There are a lot of things to consider when you decide to store your car, or any other vehicle, for a season or longer. This is especially true when you are storing your car for the winter. Here are just a few tips and suggestions for getting ready to store your vehicle for the winter.


Any fluids that might freeze should be removed or improved. What I mean by that is some cars, like our old Model A Ford, can run perfectly fine during the summer months using water in the radiator (no radiator fluid).  However, I don’t suggest it. When storing it for the winter, I purchased a radiator fluid tester and found the fluid was only good down to 30 degrees Fahrenheit or so. Not good in our harsh, Midwest winters.  So, I flushed the radiator and put in a good mix of radiator fluid.

Other fluids that might freeze include improper window washing fluid. In the summer, you can certainly put clean water in your window washing fluid reservoir to clean your windows. This is a cheap choice.  But in the winter, the water can freeze and crack the lines. So make sure you empty all of the water, or better yet, fill the windshield washer fluid reservoir with a good, non-freezing window washer fluid.  Make sure also to run the window washer fluid enough to run out all of the water.

Any water in the gas tank can freeze too. This obviously should be avoided. I recommend either storing the car with minimum gas in the tank or using a stabilizing additive.

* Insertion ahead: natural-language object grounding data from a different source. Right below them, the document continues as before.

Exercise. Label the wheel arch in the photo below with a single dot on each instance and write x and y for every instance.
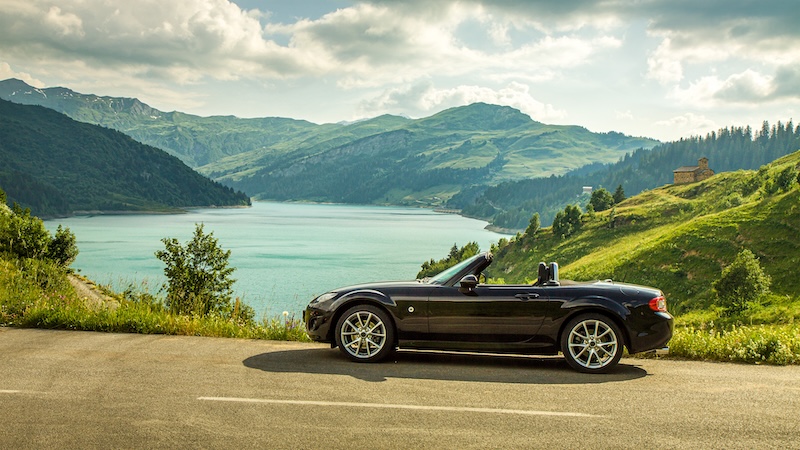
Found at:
(373, 298)
(597, 305)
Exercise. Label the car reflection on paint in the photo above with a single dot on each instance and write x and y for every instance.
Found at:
(590, 323)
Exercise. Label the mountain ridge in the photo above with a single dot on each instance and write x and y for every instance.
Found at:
(488, 143)
(57, 166)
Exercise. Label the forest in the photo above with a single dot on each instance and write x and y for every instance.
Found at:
(56, 166)
(511, 204)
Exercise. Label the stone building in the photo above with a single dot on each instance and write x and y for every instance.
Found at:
(692, 174)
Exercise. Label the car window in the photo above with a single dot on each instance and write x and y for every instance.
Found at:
(447, 274)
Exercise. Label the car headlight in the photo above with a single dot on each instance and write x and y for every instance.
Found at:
(324, 298)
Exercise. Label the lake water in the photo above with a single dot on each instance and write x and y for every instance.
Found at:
(284, 254)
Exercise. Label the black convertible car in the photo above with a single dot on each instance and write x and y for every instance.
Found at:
(589, 323)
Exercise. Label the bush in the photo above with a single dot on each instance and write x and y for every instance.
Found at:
(25, 237)
(567, 222)
(601, 200)
(456, 255)
(198, 277)
(786, 178)
(741, 284)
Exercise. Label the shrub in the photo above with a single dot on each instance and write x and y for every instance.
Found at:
(567, 222)
(198, 277)
(741, 284)
(601, 200)
(25, 237)
(786, 178)
(62, 248)
(456, 255)
(533, 226)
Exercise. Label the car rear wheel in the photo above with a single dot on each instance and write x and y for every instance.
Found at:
(592, 343)
(365, 333)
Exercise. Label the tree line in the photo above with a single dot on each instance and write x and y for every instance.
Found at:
(511, 204)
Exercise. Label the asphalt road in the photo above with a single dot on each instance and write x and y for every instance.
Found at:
(62, 389)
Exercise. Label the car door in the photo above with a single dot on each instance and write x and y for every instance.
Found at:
(487, 313)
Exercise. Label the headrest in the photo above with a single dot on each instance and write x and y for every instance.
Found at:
(544, 274)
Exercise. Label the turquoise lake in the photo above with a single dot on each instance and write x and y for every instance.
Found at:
(284, 254)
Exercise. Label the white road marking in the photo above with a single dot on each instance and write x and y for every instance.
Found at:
(15, 391)
(521, 412)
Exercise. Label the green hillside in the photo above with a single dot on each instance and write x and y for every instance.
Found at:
(680, 237)
(57, 166)
(195, 140)
(418, 162)
(511, 204)
(384, 160)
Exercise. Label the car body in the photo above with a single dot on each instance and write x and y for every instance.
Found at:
(589, 322)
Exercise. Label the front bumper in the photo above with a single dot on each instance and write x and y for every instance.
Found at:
(318, 324)
(654, 337)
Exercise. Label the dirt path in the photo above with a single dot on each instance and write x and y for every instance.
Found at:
(89, 292)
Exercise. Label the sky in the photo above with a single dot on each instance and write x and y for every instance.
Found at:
(660, 69)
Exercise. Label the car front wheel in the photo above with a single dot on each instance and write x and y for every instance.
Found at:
(365, 333)
(592, 343)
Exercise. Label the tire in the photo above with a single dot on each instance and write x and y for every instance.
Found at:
(592, 343)
(365, 333)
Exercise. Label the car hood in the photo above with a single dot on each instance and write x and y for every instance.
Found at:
(379, 285)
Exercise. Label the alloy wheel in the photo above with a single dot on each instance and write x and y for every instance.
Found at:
(593, 344)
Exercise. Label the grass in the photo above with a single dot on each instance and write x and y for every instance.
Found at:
(28, 301)
(679, 238)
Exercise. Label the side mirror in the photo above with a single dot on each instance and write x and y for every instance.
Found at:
(468, 284)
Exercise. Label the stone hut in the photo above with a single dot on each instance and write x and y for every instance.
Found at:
(692, 174)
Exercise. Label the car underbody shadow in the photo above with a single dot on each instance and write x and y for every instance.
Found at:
(436, 365)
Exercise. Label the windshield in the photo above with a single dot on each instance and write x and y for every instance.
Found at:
(447, 274)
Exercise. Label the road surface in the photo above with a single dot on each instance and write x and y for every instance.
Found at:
(63, 389)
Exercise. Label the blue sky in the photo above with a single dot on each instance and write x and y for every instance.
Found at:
(662, 69)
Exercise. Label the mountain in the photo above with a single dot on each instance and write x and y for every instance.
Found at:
(384, 160)
(392, 160)
(57, 166)
(195, 140)
(679, 237)
(511, 204)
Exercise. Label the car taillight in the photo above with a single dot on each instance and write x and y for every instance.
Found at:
(659, 304)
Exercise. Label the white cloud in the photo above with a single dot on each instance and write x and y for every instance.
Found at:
(7, 72)
(746, 88)
(687, 124)
(424, 98)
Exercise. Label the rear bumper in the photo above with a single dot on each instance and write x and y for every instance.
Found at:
(654, 337)
(318, 324)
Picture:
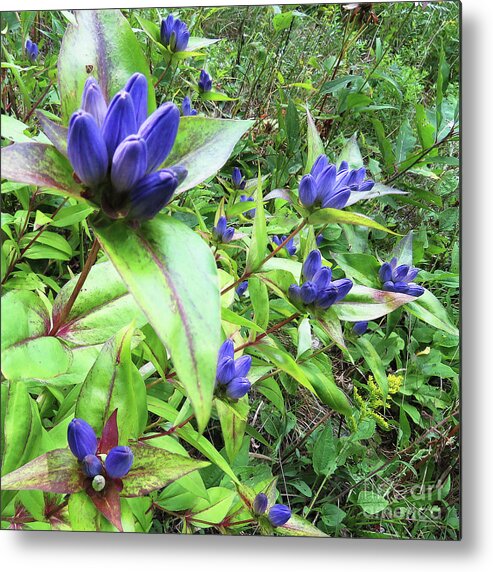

Either way, water can, and does, seep into the gas tank naturally over time, so be aware of this.

Get the Tires up, off the Ground

There is some degree of debate over whether or not you really need to get the tires off of the ground. If you are storing the car for more than a few years, I recommend that you put the car on blocks (or other solid stands) to get the tires off of the concrete. Some higher-end storage facilities have vinyl or painted floors that are better for your tires than cement floors.

It’s especially good to keep the tires off the floor if you have tires that are older. Older tires can “cup” or otherwise deform over time. Although, this is usually not something that happens if you are storing the car for a short period; say one or two seasons.

Take Care of the Battery

You can either disconnect the battery or put it on a trickle charger (if you have power).  Older cars that have limited or no computers should have no problem having the battery disconnected. However, if you are concerned and you have power, it’s good to have a trickle charger on the battery to keep it in peak condition.

There are also “quick disconnects” for car batteries.  They are essentially terminals that attach to your battery. With a twist of the dial, you can disconnect the battery and reconnect it with another twist.


This is just a limited list of things to keep in mind when preparing your car for storage. Be sure to talk with your storage facility manager to make sure you properly prepare your vehicle.